The legacy of lead poisoning is far reaching and has dire consequences, not just for parents like Mary, but for the city as well, says Health Commissioner Beilenson. He noted at a Feb. 2 press conference that there is “an indisputable correlation between lead and criminal-justice problems,” and in an interview he expounds on that thought.
“Lead poisoning is a contributing factor for all the major ills in the city, it’s all interconnected,” he says. “[In Baltimore] we have 15 to 18 percent of our children in special education. A substantial proportion of those children are probably lead-poisoned.”
A group gathered at ACORN’s 25th Street offices for a tenants’ rights meeting puts a human face on the lead epidemic in the city. The meeting’s attendees are predominantly African-American, and almost all are female—mothers, sisters, aunts, and caretakers. They are the ones who have watched their children succumb to lead.
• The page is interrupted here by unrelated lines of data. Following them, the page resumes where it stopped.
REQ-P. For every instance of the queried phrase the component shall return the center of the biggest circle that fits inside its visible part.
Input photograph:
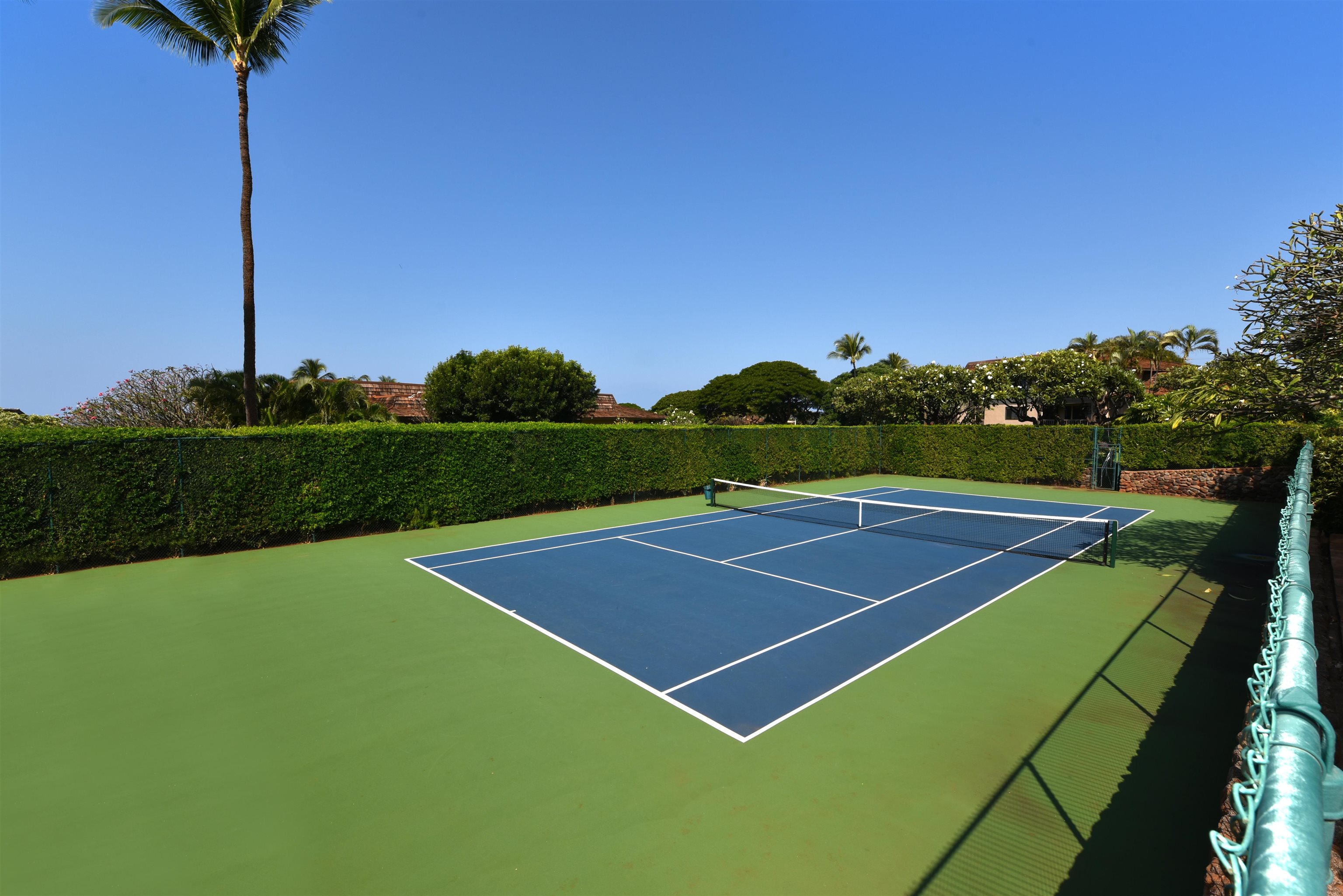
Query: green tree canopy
(509, 386)
(772, 390)
(1036, 385)
(927, 394)
(683, 401)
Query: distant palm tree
(1192, 339)
(1088, 344)
(896, 362)
(253, 35)
(851, 347)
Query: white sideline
(590, 656)
(810, 585)
(900, 594)
(719, 519)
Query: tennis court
(751, 615)
(328, 718)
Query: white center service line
(810, 585)
(866, 528)
(900, 594)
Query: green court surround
(327, 719)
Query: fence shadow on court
(1120, 792)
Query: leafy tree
(884, 398)
(1294, 320)
(1088, 344)
(851, 347)
(313, 396)
(1288, 365)
(254, 37)
(684, 401)
(508, 386)
(772, 390)
(1037, 385)
(927, 394)
(1190, 339)
(146, 398)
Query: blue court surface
(743, 620)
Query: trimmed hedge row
(85, 497)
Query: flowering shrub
(146, 398)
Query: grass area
(328, 719)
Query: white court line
(931, 635)
(1004, 497)
(826, 625)
(866, 528)
(810, 585)
(590, 656)
(702, 716)
(722, 515)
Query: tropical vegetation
(254, 37)
(1288, 362)
(197, 397)
(508, 386)
(851, 347)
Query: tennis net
(1061, 538)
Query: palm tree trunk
(249, 260)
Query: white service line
(906, 649)
(900, 594)
(590, 656)
(866, 528)
(723, 515)
(810, 585)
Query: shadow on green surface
(1120, 792)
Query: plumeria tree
(146, 398)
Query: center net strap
(1060, 538)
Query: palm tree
(896, 362)
(1088, 344)
(253, 35)
(851, 347)
(1192, 339)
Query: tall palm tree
(851, 347)
(1088, 344)
(253, 35)
(1192, 339)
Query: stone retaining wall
(1228, 483)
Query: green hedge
(84, 497)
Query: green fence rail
(1291, 792)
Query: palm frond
(210, 18)
(275, 31)
(163, 26)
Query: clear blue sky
(664, 193)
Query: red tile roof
(608, 412)
(404, 399)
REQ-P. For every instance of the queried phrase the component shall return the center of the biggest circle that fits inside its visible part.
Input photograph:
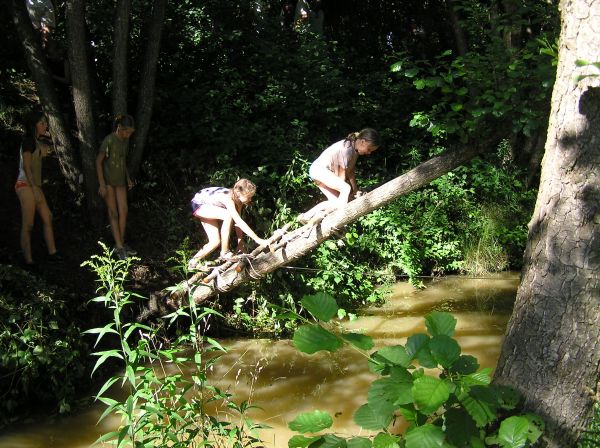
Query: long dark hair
(370, 135)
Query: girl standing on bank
(28, 187)
(111, 169)
(333, 170)
(217, 208)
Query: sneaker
(129, 250)
(56, 257)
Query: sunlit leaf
(321, 305)
(385, 440)
(361, 341)
(513, 432)
(374, 419)
(414, 343)
(426, 436)
(394, 391)
(429, 393)
(358, 442)
(301, 441)
(313, 338)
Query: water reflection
(283, 382)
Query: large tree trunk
(147, 84)
(552, 348)
(46, 92)
(121, 38)
(306, 238)
(82, 101)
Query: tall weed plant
(161, 391)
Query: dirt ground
(75, 240)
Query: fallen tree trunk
(291, 246)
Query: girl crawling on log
(217, 208)
(333, 171)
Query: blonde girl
(333, 171)
(217, 209)
(34, 148)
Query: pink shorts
(21, 184)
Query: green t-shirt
(115, 160)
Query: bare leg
(27, 200)
(122, 209)
(46, 215)
(210, 217)
(113, 215)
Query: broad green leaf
(384, 440)
(330, 441)
(414, 344)
(301, 441)
(429, 393)
(389, 389)
(513, 432)
(359, 442)
(426, 436)
(445, 350)
(439, 323)
(361, 341)
(460, 427)
(312, 338)
(321, 305)
(311, 422)
(425, 357)
(395, 355)
(465, 365)
(368, 418)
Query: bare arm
(351, 178)
(239, 222)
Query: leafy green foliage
(162, 406)
(43, 358)
(459, 408)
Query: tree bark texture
(82, 101)
(48, 96)
(459, 35)
(121, 39)
(268, 261)
(147, 85)
(551, 352)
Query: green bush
(459, 408)
(42, 354)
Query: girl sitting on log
(333, 170)
(217, 208)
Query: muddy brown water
(283, 382)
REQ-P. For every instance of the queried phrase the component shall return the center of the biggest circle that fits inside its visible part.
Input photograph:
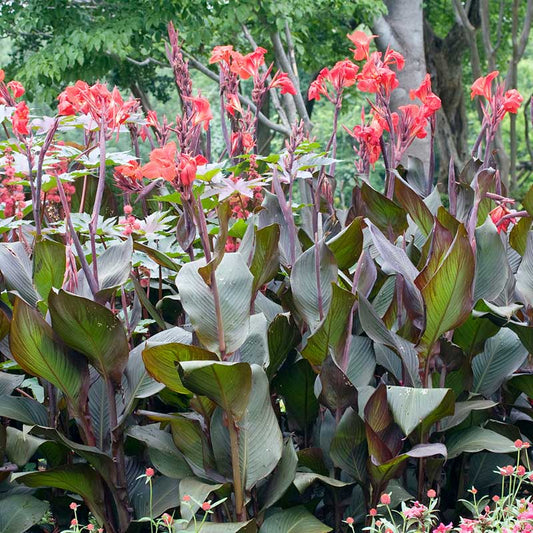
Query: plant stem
(93, 224)
(117, 448)
(240, 510)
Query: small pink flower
(385, 499)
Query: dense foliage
(228, 347)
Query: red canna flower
(162, 163)
(241, 142)
(20, 119)
(131, 169)
(282, 81)
(362, 44)
(221, 53)
(483, 86)
(187, 168)
(385, 499)
(16, 88)
(97, 101)
(233, 104)
(202, 110)
(512, 100)
(497, 214)
(343, 74)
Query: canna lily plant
(221, 320)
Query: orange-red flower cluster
(97, 101)
(342, 75)
(247, 66)
(501, 102)
(166, 163)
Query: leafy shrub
(237, 331)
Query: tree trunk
(444, 62)
(402, 29)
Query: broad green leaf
(25, 410)
(463, 410)
(77, 478)
(19, 512)
(374, 327)
(524, 275)
(388, 216)
(93, 330)
(503, 355)
(473, 333)
(519, 233)
(490, 251)
(265, 260)
(20, 447)
(49, 263)
(102, 462)
(384, 472)
(348, 448)
(16, 268)
(282, 477)
(140, 384)
(335, 390)
(259, 435)
(191, 441)
(164, 497)
(361, 361)
(413, 204)
(305, 282)
(303, 480)
(160, 362)
(159, 257)
(254, 350)
(227, 384)
(293, 520)
(475, 439)
(9, 382)
(234, 283)
(414, 408)
(228, 527)
(348, 244)
(283, 336)
(333, 329)
(33, 345)
(163, 453)
(448, 294)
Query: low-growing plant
(232, 330)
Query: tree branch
(284, 62)
(275, 98)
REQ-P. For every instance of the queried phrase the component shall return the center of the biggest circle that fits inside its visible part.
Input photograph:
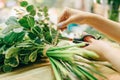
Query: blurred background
(107, 8)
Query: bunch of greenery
(31, 37)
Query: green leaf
(12, 61)
(23, 3)
(6, 68)
(30, 8)
(61, 67)
(24, 22)
(33, 56)
(11, 20)
(33, 13)
(27, 21)
(56, 73)
(45, 9)
(11, 52)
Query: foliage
(27, 39)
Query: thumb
(63, 24)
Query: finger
(64, 24)
(88, 47)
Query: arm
(106, 52)
(106, 26)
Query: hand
(100, 47)
(72, 16)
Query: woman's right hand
(72, 16)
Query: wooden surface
(42, 71)
(34, 72)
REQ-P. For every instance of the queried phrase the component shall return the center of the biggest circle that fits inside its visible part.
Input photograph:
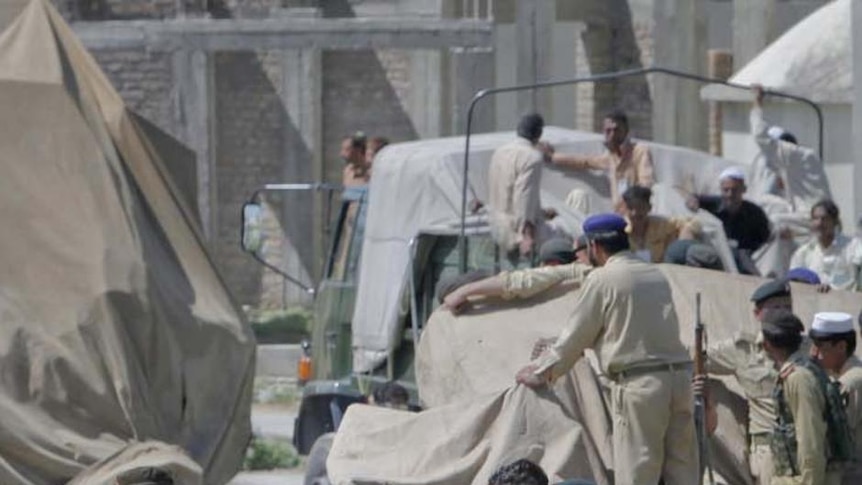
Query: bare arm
(580, 162)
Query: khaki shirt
(807, 406)
(514, 180)
(838, 265)
(525, 283)
(742, 358)
(851, 385)
(625, 312)
(352, 175)
(660, 233)
(632, 166)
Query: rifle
(700, 399)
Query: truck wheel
(315, 471)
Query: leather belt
(641, 370)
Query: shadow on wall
(359, 95)
(611, 45)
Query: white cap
(732, 173)
(775, 132)
(831, 323)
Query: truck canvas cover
(120, 348)
(478, 418)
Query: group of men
(357, 152)
(519, 223)
(802, 403)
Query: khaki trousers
(654, 435)
(760, 460)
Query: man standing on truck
(518, 222)
(626, 162)
(625, 312)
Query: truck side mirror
(252, 225)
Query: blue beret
(604, 223)
(803, 275)
(771, 289)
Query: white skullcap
(732, 173)
(831, 323)
(775, 132)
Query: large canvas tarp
(116, 328)
(417, 186)
(478, 420)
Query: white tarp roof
(417, 185)
(812, 59)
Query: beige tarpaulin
(466, 365)
(116, 328)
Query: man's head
(834, 339)
(531, 126)
(615, 128)
(732, 182)
(390, 395)
(607, 236)
(556, 251)
(521, 472)
(825, 219)
(782, 334)
(637, 203)
(582, 253)
(374, 145)
(771, 297)
(353, 149)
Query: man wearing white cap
(745, 223)
(783, 168)
(834, 340)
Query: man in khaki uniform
(625, 312)
(742, 357)
(799, 435)
(626, 162)
(834, 342)
(557, 266)
(514, 179)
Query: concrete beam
(753, 29)
(276, 34)
(856, 49)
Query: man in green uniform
(834, 342)
(799, 434)
(742, 357)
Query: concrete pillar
(679, 117)
(534, 26)
(194, 91)
(753, 29)
(720, 67)
(426, 95)
(856, 12)
(470, 70)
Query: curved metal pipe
(462, 263)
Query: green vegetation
(281, 326)
(267, 454)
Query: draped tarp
(478, 420)
(116, 328)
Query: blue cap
(601, 224)
(803, 275)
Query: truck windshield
(349, 232)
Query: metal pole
(608, 76)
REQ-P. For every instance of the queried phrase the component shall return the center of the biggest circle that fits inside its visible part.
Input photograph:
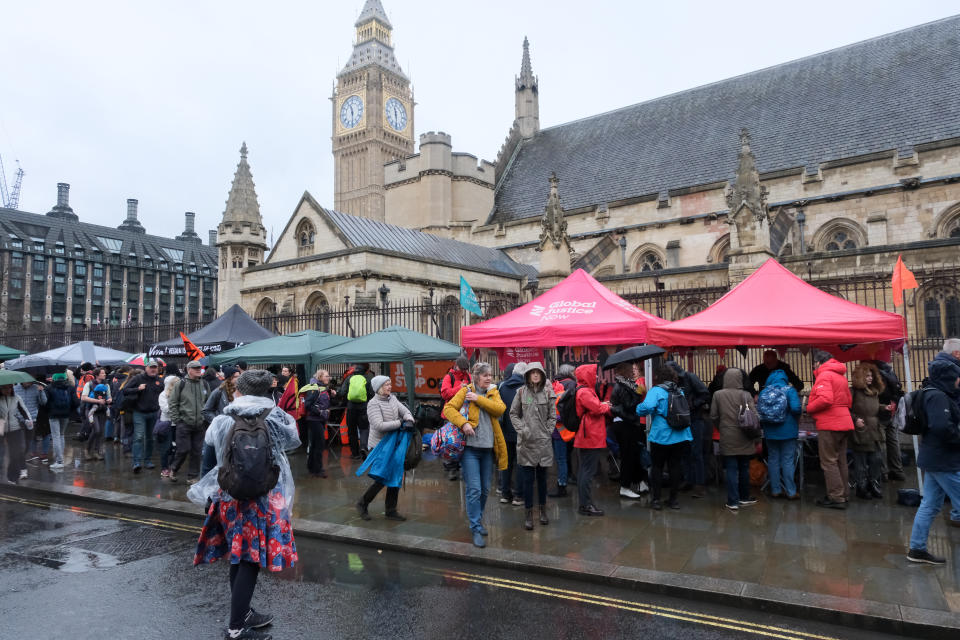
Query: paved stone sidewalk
(856, 554)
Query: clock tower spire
(372, 116)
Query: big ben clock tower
(372, 116)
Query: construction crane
(11, 199)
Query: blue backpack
(772, 405)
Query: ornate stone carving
(553, 228)
(747, 200)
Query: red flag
(902, 279)
(290, 400)
(193, 353)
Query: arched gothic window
(840, 240)
(306, 235)
(650, 261)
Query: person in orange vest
(562, 438)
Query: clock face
(396, 114)
(351, 112)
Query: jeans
(527, 476)
(782, 465)
(738, 478)
(506, 476)
(671, 456)
(189, 442)
(476, 467)
(560, 455)
(208, 459)
(143, 424)
(58, 427)
(693, 470)
(95, 442)
(936, 484)
(393, 494)
(832, 446)
(589, 465)
(165, 445)
(14, 443)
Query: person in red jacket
(455, 379)
(591, 438)
(829, 405)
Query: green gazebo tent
(296, 348)
(9, 353)
(393, 344)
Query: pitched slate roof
(109, 240)
(889, 93)
(362, 232)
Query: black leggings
(671, 455)
(243, 578)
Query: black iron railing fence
(932, 312)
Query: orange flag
(902, 279)
(193, 353)
(290, 400)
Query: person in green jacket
(186, 413)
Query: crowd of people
(661, 440)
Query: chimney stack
(63, 194)
(189, 235)
(62, 209)
(131, 223)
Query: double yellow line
(100, 514)
(731, 624)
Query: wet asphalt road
(96, 572)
Nicole Johnson, 29, lives in a Southeast Baltimore rowhouse, which she shares with her husband and three children. Derrick Jessup, a Maryland Department of the Environment-certified lead tester who works for ACORN, tested her house recently, and the results were not good.
“We had a level of 900 in the kitchen, and unsafe is 50, so I’m taking my children to the doctor to be tested,” Johnson says.
When ACORN organizer Shera Williams talks about her son, heads in the room nod with understanding.
“My son wasn’t slow,” Williams says, “until he started crawling around on the floor. . . . No child should be handicapped because of a house. Where’s the landlord going to be in 16 years when the teacher calls your child slow and he can’t get job. Where’s [the landlord] going to be when he’s out on the corner and [the police] come to your door? Where are they going put him then?”
As if participating in a church service, the entire group responds together: “In jail.”
“That’s right,” William answers. “And it all starts with lead in the house.”